Menurut Anggito, target penerimaan pajak ini sudah dipertimbangkan dengan matang, lho. Dasar penetapannya melibatkan beberapa faktor penting, seperti pertumbuhan ekonomi nominal yang diprediksi sekitar 5,4% dan inflasi sekitar 2,5%. Gabungan dari kedua faktor ini bakal memberikan “natural growth” hampir 8% untuk penerimaan pajak. Dengan kata lain, ini adalah proyeksi yang sudah disesuaikan dengan kondisi ekonomi yang realistis.

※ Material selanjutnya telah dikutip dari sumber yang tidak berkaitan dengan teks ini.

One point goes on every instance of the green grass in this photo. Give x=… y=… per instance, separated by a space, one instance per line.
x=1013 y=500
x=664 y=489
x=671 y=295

Tapi, tunggu dulu. Selain faktor ekonomi yang dihitung secara cermat, pemerintah juga mengandalkan dua faktor tambahan yang disebut “coretax” dan “joint program.” Coretax ini adalah sistem yang digunakan untuk memetakan tingkat kepatuhan wajib pajak (WP) berdasarkan klasifikasi tertentu. Nah, ini bisa meningkatkan efektivitas pengumpulan pajak, karena pemerintah tahu siapa saja yang bisa didorong untuk lebih patuh.
Selain itu, ada juga program kerjasama antara unit eselon I Kemenkeu yang melibatkan penggunaan big data, transaksi digital, dan pengelolaan sumber daya alam. Semua program ini diharapkan bisa meningkatkan tax buoyancy hingga mencapai 1,6. Apa sih itu? Sederhananya, tax buoyancy adalah ukuran untuk melihat sejauh mana penerimaan pajak dapat tumbuh lebih cepat dari pertumbuhan PDB. Kalau angkanya lebih dari 1, itu artinya pertumbuhan pajak lebih tinggi dibandingkan dengan ekonomi secara keseluruhan. 🎯
Yang menarik, target penerimaan pajak untuk tahun 2026 ini meliputi dua komponen besar: pajak yang diperkirakan mencapai Rp2.357,7 triliun dan penerimaan kepabeanan serta cukai yang sekitar Rp334,3 triliun. Dengan total target sebesar Rp2.692 triliun, pemerintah berharap dapat meningkatkan tax ratio dari 10,03% di 2025 menjadi 10,47% di 2026. Peningkatan tax ratio ini menjadi salah satu cara untuk memastikan bahwa pajak bisa berfungsi sebagai motor penggerak pembangunan.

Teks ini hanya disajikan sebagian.